When MSMEs are able to develop their capabilities in supply, they can easily be integrated in the supply chains of big corporations. Moreover, large companies have plenty to learn from agile MSMEs due to their small size and the ease with which they churn out innovation. Big corporations will also have access to novel ideas provided by micro and small businesses, a situation which is difficult to obtain due to the bureaucratic nature of big corporations.
Curriculum programmes that foster entrepreneurship skills among women and young people must be promoted to consolidate a strong and sustainable African private sector. This is, in fact, being achieved through the ITC Youth and Trade Programme.
The African Trade Observatory is perhaps the best instrument to access and analyse African trade and market information, with trade data, expertise and tools all in one place. Its online dashboard features real-time trade and market access information across countries, products and markets. Companies use it to identify opportunities, comply with market requirements and connect with trade partners.
The Observatory and other ITC trade market intelligence tools or services contribute to business sustainability, which in turn builds the capabilities of the firm to advance onto the global stage if so desired.

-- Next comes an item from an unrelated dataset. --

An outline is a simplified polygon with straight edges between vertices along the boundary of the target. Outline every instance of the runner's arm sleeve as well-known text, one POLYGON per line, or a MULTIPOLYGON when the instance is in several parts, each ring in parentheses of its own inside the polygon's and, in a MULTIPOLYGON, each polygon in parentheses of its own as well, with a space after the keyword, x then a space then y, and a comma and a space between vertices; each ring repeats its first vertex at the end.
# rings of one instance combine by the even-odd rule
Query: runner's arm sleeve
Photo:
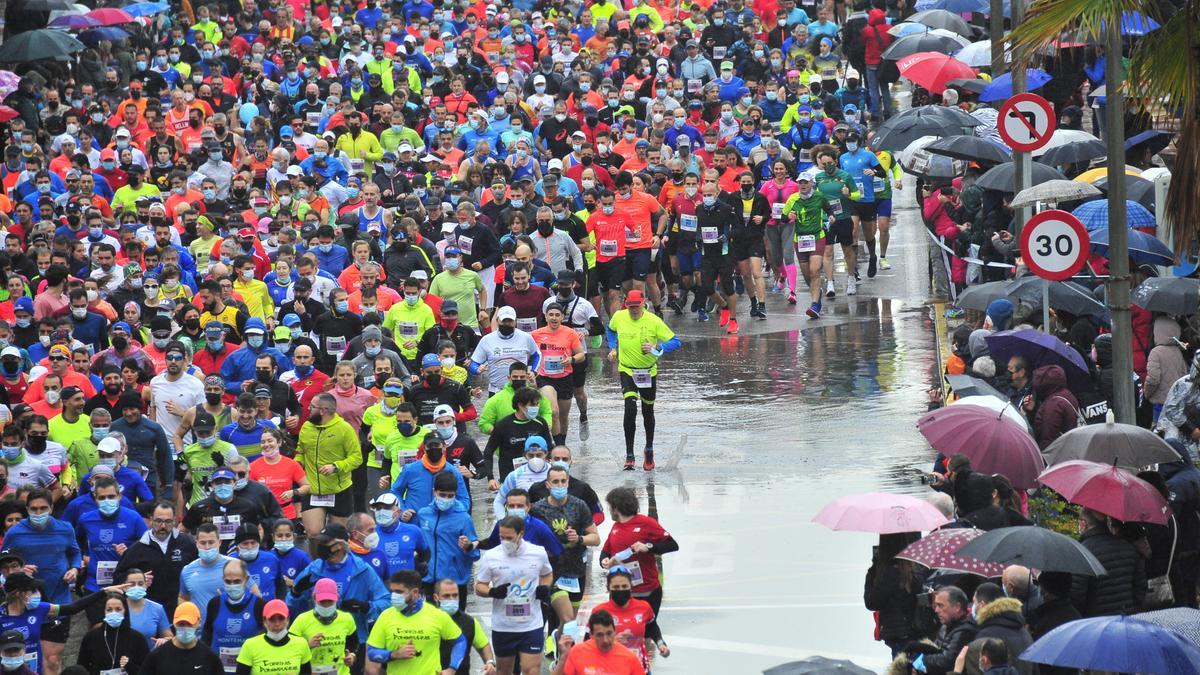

Business associations must offer robust products and services to help youth and women entrepreneurs to take advantage of the AfCFTA. They must produce concrete solutions that address specific market requirements. These associations have to provide tailor-made training, counselling and advisory services on quality, marketing, labelling and packaging services to better empower entrepreneurs and MSMEs to become more competitive. It is therefore critical that the AFCTA is understood by African business organizations to enable them to better support the African private sector in their positioning at the continental level. ITC is already working with African trade and investment promotion organizations, as well as sector associations to strengthen their technical offering.A MORE PREDICTABLE, RELIABLE ECOSYSTEM
African governments should acknowledge the business community as a key stakeholder in the process, whose views must be sought during all facets of negotiations. Their inputs should be seen as critical to influence the outcomes and to ensure that the potential benefits to business and the wider community are realized.
The business community also has a responsibility to become aware of the technical aspects of the AfCFTA; form common positions keeping in view the barriers faced by the most vulnerable (women, youth, micro enterprises etc.); and engage in business advocacy to play a constructive role in improving the business ecosystem. ITC is holding public-private dialogues in a number of African countries to ensure that the private sector is aware of not only the opportunities which may come from the AfCFTA, but also the reforms that might be adopted for the operationalization of the agreement at country level.
The epicentre of economic development is no longer concentrated in the North. There is huge potential in South-South trade and investment. ITC has made this a priority and is implementing two key projects worth $38 million in Africa which promote Chinese and Indian trade and investment. Recently there was an initiative which promoted the export of cashew nuts from West Africa to Viet Nam. ITC firmly believes that South-South trade and investment can be an important building block in the construction of the AfCFTA.